In Un altro giorno d’amore però non c’è solo Genova, ma anche altri momenti importanti – per i movimenti e per il vissuto personale di D’Amato, due dimensioni inestricabilmente intrecciate nel film, se quello che la regista cerca di fare è anche trovare se stessa, la sua immagine, ciò che davvero conta per lei, con onestà. In questo senso il confronto con il padre, ex militante di Lotta continua, è ricco di spunti. Per lui infatti non sembra esserci stata alcuna sconfitta, né negli anni della sua gioventù né poi: tutto ciò che è accaduto lo porta con sé, nella quotidianità e nei rapporti con le persone vicine. L’idea non si sconfigge, un mondo diverso si crea nelle scelte di ogni giorno.

Giulia D'Amato
Ho iniziato a scrivere a Davide Rosci quando era in carcere e ho sentito subito un terreno comune, su di lui la repressione non ha funzionato Tornando invece ai movimenti di questo secolo prendono poi spazio gli scontri di piazza del 15 ottobre del 2011 a Roma, per i quali solo due mesi fa la Cassazione ha reso definitive sei condanne. Si parla di tentato omicidio, resistenza a pubblico ufficiale, devastazioni, lesioni, incendio doloso; la responsabilità per un momento di rabbia collettivo – era la stagione dell’austerity – ricade su pochi sfortunati, di cui alcuni sono migranti appartenenti ai movimenti di lotta per la casa. Tra chi aveva già scontato i propri «debiti» con la giustizia per quanto accaduto quel giorno c’è Davide Rosci. Teramano, militante di gruppi antifascisti e ultras, Rosci è stato condannato a 6 anni di reclusione per devastazione e saccheggio, reato figlio del fascistissimo codice Rocco. È stato scarcerato dopo oltre 5 anni nel 2017. «Ho iniziato a scrivere a Davide quando era in carcere e subito ho sentito che c’era un terreno comune. Per lui c’è sempre qualcosa di importante da fare nel presente, è un ragazzo coraggioso, su di lui la repressione non ha funzionato» racconta D’Amato.

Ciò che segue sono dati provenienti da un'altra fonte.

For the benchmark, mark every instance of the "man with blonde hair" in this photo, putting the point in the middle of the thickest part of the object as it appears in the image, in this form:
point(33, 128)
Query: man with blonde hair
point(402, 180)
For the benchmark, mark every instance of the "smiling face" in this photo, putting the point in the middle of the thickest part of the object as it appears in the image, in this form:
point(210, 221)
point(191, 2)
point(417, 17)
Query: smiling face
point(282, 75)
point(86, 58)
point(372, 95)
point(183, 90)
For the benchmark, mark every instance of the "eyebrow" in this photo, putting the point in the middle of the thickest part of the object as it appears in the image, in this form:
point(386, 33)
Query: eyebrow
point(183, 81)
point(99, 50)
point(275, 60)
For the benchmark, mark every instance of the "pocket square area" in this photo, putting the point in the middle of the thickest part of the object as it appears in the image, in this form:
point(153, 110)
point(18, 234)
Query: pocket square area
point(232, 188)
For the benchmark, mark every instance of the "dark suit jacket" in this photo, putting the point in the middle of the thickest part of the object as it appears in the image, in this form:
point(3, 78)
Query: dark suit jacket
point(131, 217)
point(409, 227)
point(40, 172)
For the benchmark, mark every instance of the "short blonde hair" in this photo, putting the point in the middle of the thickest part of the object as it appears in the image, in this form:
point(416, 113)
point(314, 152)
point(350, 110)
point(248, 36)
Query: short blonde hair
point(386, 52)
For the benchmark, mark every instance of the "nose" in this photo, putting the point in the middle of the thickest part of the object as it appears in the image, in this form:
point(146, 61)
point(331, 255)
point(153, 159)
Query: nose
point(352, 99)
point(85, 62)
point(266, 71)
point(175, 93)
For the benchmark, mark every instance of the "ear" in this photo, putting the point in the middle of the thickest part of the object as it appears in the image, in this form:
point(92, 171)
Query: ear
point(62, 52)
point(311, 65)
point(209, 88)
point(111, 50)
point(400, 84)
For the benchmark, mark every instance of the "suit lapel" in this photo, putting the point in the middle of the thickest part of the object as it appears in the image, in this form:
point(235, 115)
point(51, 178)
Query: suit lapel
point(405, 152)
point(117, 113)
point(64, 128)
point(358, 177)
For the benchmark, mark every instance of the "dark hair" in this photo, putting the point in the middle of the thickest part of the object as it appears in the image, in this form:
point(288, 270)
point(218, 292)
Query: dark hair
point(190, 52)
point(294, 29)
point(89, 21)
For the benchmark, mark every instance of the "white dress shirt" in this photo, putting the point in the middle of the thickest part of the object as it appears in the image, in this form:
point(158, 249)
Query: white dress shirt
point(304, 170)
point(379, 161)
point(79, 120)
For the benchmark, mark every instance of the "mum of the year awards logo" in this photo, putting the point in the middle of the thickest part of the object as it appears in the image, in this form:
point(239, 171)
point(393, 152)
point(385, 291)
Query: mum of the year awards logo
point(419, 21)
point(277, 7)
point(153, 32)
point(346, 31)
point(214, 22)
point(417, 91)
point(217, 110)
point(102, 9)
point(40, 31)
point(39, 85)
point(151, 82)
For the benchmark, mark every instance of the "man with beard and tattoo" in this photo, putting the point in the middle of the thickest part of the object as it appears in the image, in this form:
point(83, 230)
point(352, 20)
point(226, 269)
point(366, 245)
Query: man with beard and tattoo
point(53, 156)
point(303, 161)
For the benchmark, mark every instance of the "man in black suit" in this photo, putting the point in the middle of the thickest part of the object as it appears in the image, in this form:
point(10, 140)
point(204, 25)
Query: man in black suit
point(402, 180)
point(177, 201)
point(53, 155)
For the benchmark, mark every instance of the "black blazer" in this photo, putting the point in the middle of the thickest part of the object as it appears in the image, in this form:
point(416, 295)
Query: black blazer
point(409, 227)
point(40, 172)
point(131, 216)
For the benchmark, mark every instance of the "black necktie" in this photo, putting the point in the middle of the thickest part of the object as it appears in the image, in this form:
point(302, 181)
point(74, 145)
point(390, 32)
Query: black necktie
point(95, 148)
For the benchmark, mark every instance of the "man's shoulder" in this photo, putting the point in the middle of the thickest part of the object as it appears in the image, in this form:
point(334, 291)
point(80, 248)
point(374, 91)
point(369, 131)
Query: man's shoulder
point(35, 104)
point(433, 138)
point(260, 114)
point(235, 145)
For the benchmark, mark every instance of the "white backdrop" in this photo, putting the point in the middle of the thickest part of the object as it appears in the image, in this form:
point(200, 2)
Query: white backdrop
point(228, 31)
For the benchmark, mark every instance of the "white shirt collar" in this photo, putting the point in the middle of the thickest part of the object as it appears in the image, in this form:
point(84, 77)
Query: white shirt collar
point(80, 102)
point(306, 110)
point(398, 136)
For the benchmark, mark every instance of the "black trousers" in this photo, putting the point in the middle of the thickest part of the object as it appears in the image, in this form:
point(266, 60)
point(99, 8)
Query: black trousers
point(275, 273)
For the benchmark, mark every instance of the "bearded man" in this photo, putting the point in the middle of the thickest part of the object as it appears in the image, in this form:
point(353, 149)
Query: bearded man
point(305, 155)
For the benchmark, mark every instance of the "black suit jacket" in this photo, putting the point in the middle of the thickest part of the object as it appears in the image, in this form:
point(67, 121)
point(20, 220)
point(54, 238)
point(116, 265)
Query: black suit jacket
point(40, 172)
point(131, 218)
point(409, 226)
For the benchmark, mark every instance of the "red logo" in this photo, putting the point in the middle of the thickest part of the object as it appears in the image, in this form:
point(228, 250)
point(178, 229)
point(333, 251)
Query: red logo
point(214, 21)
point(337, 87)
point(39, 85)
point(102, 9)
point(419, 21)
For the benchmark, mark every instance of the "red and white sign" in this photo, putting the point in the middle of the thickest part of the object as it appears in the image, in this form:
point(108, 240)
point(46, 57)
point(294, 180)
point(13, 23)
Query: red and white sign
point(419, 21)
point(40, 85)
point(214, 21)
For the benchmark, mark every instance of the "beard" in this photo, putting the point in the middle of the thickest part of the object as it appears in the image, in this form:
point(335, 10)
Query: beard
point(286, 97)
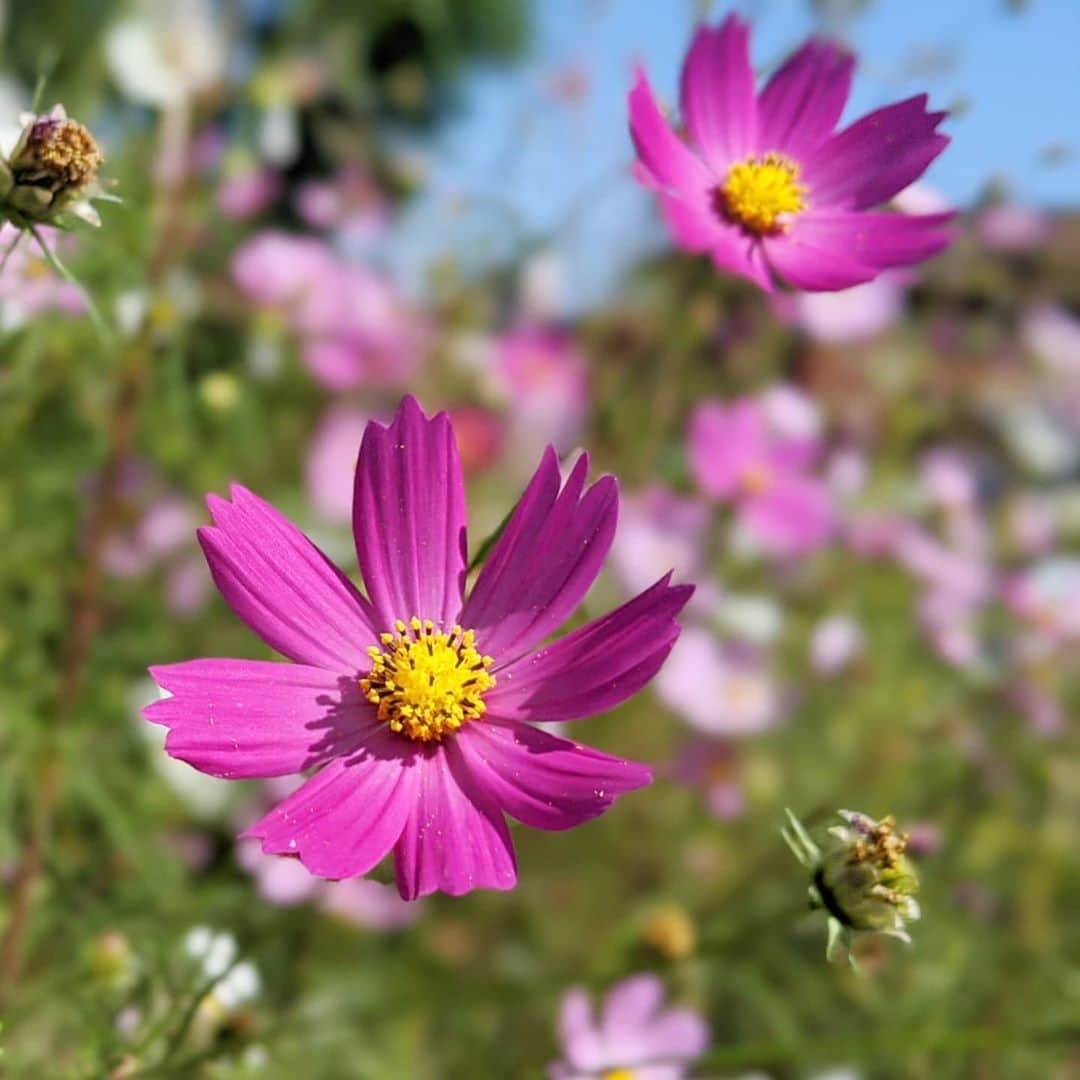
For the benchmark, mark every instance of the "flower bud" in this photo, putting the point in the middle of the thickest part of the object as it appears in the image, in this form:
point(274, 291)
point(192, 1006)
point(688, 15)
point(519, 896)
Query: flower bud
point(112, 961)
point(671, 932)
point(52, 170)
point(863, 878)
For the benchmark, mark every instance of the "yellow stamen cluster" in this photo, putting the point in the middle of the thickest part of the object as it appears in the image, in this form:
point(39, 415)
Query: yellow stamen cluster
point(427, 682)
point(882, 846)
point(761, 193)
point(64, 150)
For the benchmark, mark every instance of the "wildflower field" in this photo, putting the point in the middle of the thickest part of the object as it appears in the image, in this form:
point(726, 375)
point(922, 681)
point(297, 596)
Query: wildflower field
point(539, 539)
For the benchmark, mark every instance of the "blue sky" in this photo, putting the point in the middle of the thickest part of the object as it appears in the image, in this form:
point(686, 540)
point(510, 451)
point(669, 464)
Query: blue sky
point(520, 163)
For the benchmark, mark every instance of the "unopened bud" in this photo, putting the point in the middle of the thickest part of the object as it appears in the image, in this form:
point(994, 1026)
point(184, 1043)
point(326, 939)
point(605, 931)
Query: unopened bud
point(863, 878)
point(671, 932)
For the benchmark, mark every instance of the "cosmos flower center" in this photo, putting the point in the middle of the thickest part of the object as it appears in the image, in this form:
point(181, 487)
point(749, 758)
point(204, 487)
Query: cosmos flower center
point(761, 193)
point(427, 682)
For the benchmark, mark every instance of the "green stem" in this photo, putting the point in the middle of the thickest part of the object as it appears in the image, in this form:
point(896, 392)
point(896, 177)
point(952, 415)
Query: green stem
point(54, 260)
point(11, 247)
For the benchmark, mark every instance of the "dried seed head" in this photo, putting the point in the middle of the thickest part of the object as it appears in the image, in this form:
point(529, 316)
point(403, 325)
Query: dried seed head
point(53, 169)
point(863, 878)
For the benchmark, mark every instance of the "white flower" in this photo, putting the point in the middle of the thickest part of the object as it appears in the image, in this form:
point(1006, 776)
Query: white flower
point(166, 53)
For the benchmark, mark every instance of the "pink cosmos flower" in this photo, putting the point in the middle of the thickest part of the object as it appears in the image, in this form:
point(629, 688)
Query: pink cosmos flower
point(544, 376)
point(852, 314)
point(835, 644)
point(29, 286)
point(332, 460)
point(415, 703)
point(634, 1036)
point(1048, 596)
point(1010, 228)
point(737, 456)
point(719, 690)
point(713, 767)
point(659, 528)
point(353, 325)
point(765, 186)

E infatti le scene in cui Rosci si racconta restituiscono un emozionante spaccato di vita e di militanza. Non nasconde la durezza del carcere, soprattutto psicologica, ma dice anche di essere stato «un detenuto fortunato» riferendosi alle più di mille e duecento lettere ricevute da compagni e solidali.

DAVIDE ROSCI è un personaggio centrale nel film anche perché in lui si uniscono i due mondi che sono cari alla regista, quello della politica e quello dello stadio, per lei quasi una cosa sola. Come spiega: «In questo film ci sono dei rimossi che la società non vuole vedere, come quello che succede nelle carceri oppure le attività di solidarietà che i gruppi ultras portano avanti insieme al tifo. C’è da dire che Perugia, insieme a ormai poche altre città, ha una curva politicizzata a sinistra in maniera inequivocabile che è sempre stata presente nei quartieri». Un altro giorno d’amore sarà proiettato, dopo la presentazione al festival di Pesaro, il prossimo lunedì proprio a Perugia, nella rassegna estiva FuoriPost del cinema Postmodernissimo. Ad una distribuzione in sala seguiranno proiezioni in spazi sociali, di lotta, non canonici. Perché, nelle parole di D’Amato, «anche fare questo film è un atto politico».